Book Review: 'The Distance' by Saborna Roychowdhury

July 27, 2011

Nostalgia, an idealized love and longing for the land that the immigrants leave behind, has been the concern of much diasporic writing. Diasporic fiction is marked by a constant movement and desire for a return that rarely actually happens. Myths are a natural result of diasporic experience. In displacement, humans draw succor from these myths about homeland.  

When I picked up Houston based Indian American writer, Saborna Roychowdhury’s debut novel, The Distance, I had a feeling that it might turn out to be yet another story about immigrant nostalgia. To Roychowdhry’s credit, she refuses to grant nostalgia a special place. The protagonist Mini’s sense of disconnect in the west does not remain confined to a false sense of longing for the land she left behind. At the end of the novel, she literally returns to India.

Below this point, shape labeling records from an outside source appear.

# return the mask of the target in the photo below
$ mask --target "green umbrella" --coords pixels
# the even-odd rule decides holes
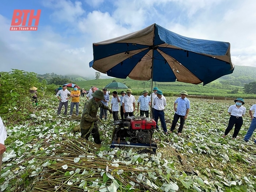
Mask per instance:
[[[128,87],[125,85],[124,83],[120,83],[120,82],[112,82],[110,83],[109,83],[107,85],[105,86],[104,88],[108,89],[115,89],[116,90],[118,89],[128,89]]]

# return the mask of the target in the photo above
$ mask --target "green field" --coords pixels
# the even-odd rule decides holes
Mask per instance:
[[[151,89],[150,81],[138,81],[133,80],[129,78],[127,79],[113,78],[104,79],[94,79],[86,81],[77,82],[76,83],[81,88],[89,90],[91,86],[95,86],[101,89],[113,80],[117,82],[124,83],[127,87],[131,88],[133,91],[133,94],[140,95],[142,91],[145,89],[150,91]],[[187,91],[189,95],[206,95],[225,97],[242,97],[244,98],[256,98],[256,95],[247,94],[243,93],[241,91],[236,94],[227,93],[230,90],[223,90],[214,88],[208,86],[203,86],[202,84],[195,85],[179,82],[154,82],[153,87],[157,86],[161,90],[165,96],[173,96],[178,94],[183,90]],[[231,87],[230,89],[234,86]],[[242,87],[239,87],[242,90]],[[115,90],[110,90],[113,91]],[[122,90],[118,90],[120,93]]]
[[[166,97],[168,130],[176,98]],[[57,116],[56,97],[40,98],[32,113],[23,114],[28,116],[26,120],[6,122],[3,118],[8,123],[4,154],[7,158],[3,162],[0,190],[255,192],[255,133],[249,142],[242,141],[250,123],[248,109],[255,101],[245,99],[244,124],[236,139],[232,140],[233,129],[225,139],[221,135],[233,101],[189,99],[191,108],[181,136],[176,134],[178,126],[167,135],[160,127],[153,136],[158,149],[152,155],[138,154],[135,148],[110,148],[112,121],[98,123],[101,147],[91,143],[91,136],[89,142],[81,140],[80,133],[73,132],[80,118]],[[80,115],[86,100],[81,98]],[[15,110],[11,108],[10,112]]]

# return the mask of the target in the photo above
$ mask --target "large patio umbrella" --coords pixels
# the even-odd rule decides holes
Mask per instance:
[[[105,86],[104,88],[117,90],[117,89],[128,89],[128,87],[124,83],[122,83],[120,82],[112,82]]]
[[[156,24],[93,44],[90,66],[108,76],[205,85],[234,69],[228,42],[186,37]]]
[[[80,89],[80,87],[79,87],[78,86],[74,83],[66,83],[65,84],[64,84],[63,85],[65,85],[67,86],[67,87],[71,88],[74,88],[75,86],[76,85],[78,86],[78,89]]]

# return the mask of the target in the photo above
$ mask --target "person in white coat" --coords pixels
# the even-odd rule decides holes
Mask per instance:
[[[3,154],[6,151],[6,147],[4,145],[4,141],[7,138],[6,129],[0,117],[0,172],[2,170]]]

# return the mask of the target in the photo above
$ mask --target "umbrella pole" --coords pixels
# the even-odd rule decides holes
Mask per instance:
[[[150,84],[150,118],[152,118],[152,89],[153,89],[153,65],[154,64],[154,49],[152,50],[152,67],[151,69],[151,83]]]

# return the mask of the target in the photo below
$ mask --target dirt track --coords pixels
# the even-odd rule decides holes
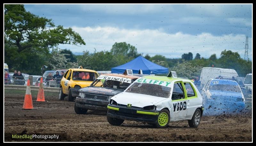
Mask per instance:
[[[162,129],[128,121],[120,126],[113,126],[108,122],[106,113],[88,111],[87,114],[78,115],[74,110],[74,102],[66,101],[38,102],[33,99],[37,110],[22,110],[23,100],[5,97],[5,133],[66,133],[67,139],[63,141],[71,142],[252,141],[250,112],[203,116],[196,128],[189,128],[185,121],[170,122]]]

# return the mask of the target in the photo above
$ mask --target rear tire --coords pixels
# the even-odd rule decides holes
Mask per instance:
[[[87,112],[88,110],[83,109],[76,106],[76,103],[75,103],[75,107],[74,107],[75,111],[77,114],[81,114],[84,115]]]
[[[71,88],[69,88],[68,89],[68,101],[73,101],[74,98],[72,97],[72,94],[71,93]]]
[[[120,126],[122,124],[124,121],[124,120],[123,119],[119,119],[111,118],[108,116],[108,113],[107,113],[107,119],[108,119],[108,123],[112,125],[117,126]]]
[[[194,114],[192,117],[192,119],[188,120],[188,125],[189,127],[196,128],[200,123],[201,120],[201,111],[199,109],[197,109],[195,111]]]
[[[62,90],[62,87],[60,88],[60,94],[59,96],[59,99],[60,100],[63,100],[65,97],[65,95],[63,93],[63,91]]]
[[[157,128],[164,128],[170,122],[170,113],[166,109],[163,109],[159,112],[156,123],[154,124],[154,127]]]

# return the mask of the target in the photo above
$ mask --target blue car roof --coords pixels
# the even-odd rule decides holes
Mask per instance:
[[[217,83],[217,81],[219,82]],[[225,79],[213,79],[212,80],[210,83],[210,85],[217,85],[218,84],[221,85],[238,85],[238,83],[236,81],[230,80]]]

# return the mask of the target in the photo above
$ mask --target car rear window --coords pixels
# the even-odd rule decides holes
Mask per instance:
[[[135,82],[125,92],[168,98],[171,89],[170,87],[158,85]]]

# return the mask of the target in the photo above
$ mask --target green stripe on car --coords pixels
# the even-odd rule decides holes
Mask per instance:
[[[110,110],[115,110],[116,111],[119,111],[119,108],[116,108],[116,107],[112,107],[112,106],[109,106],[108,105],[108,109],[110,109]]]
[[[150,112],[149,111],[137,111],[137,113],[140,113],[141,114],[145,114],[146,115],[158,115],[159,114],[159,112]]]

The novel deals with distance first of all as a symbol. The people in Mini’s family are distant from each other while occupying the same apartment.  It also engages with distance in its actual dimension, and this can be seen in Mini’s journey to Vancouver away from home in Calcutta. What drew me in is the way the novel explores distance in a double sense -- at once a desire to escape reality as well as the impossibility of escape.

The novel employs a recurrent structure as if to emphasize Mini’s repetitive life. Whereas the first part of the novel is set in Calcutta, India, the second part is set in Vancouver, Canada. Both follow similar rhythms of life: movement in a restricted space, routine life of repetitive action, and a failure to transcend the barrier of space, either of the room or of the city. The limited physical mobility serves to create a claustrophobic atmosphere that affects the reader almost viscerally.

Roychowdhury amply succeeds in laying bare the ordinariness of Mini’s life in Calcutta: a two-roomed tiny apartment in Gariahat; a grandmother fastidiously holding onto tradition; a mother grudgingly bearing the vestiges of that tradition; and a father outwardly content with his middle-class existence. In a language that is bare and precise, Mini recounts her life: “We lived in a crowded two-bedroom apartment overlooking the busy Gariahat corner where five road arteries intersected: my parents, grandmother, younger brother and me. Outside our old apartment building, long lines of vendors sold food, jewelry, underwear, and books on their pushcarts.” The vivid description of the apartment and the city demonstrates how the routine intimate spaces of the apartment and of the city can appear distant. 

                Author Saborna Roychowdhury

In the latter part of the novel, distance is literal as Mini leaves India for Vancouver, after her wedding to Neel, an engineering student. The actual physical distance allows Mini to anticipate a radical break from the lives of other women in her family: “My mother’s life had been similar to my grandmother’s and my grandmother’s to her mother. But I was now breaking away from this cast.” She does break away, but the relief is momentary. The newness of an occasional visit to a mall wears off soon. The harsh middle-class life in Calcutta makes way for eternal boredom in Vancouver. Life comes full circle in a tiny apartment in the immigrant part of the city. As someone who has lived in both the cities, Roychowdhury’s exploration of immigrant life speaks to my own experience. The setting and environment are convincing.   

What makes Roychowdhury’s novel tick is her evocative use of space and distance. In the book, space is most often cloistered. Distance, in a physical sense, is equally unproductive. The novelist, however, wonderfully exploits the imaginative potential of distance. To me, the most appealing aspect of the novel is its assertion that one need not traverse distance in order to transform one’s mundane life. The novelist succeeds in emphasizing this through the character of Amitav, the college Marxist. He dreams of transforming the sedate Bengali society into a revolutionary one. Enchanted by his beliefs, Mini falls in love with him. Though shallow and non-committal, Amitav makes us think of transformative political possibilities that are distant and cannot be realized at the present. 

In this otherwise sensitive book, the only jarring note is the reiteration of a stereotype about social inequities in Bihar, a neighboring state. Amitav travels to a Bihar village to take on the local landlord. Why would a revolutionary hoping to change Bengal travel to Bihar? The long communist regime in the state of Bengal had perfected the art of farsightedness that didn’t allow them to see the social ills that befell their own state. Perhaps, Roychowdhury wanted to underscore the myopia in Bengali communists/revolutionaries. 

In spite of this minor oversight, Saborna Roychowdhury deftly weaves estrangements between people, spaces, generations, ideologies, and lives in this worthwhile read. The grim ordinariness of Mini’s life might appear painful, depressing, and frustrating to the reader. But the readers will be happy to see redemption at the end. In Mini, Roychowdhury has created a character of an ordinary woman with whose struggles we can identify. I hope the novelist will return to Mini in her next venture!

 Mosarrap Hossain Khan is a doctoral student in the Department of English, New York University.

Categories: 
Contributor: 

Comments

Comments

Mosarrap does justice to Saborna Roychowdhury's debut 'The Distance' by highlighting all its plus points and finding little fault with the book. And being a Bengali himself, he understands exactly what she is talking about.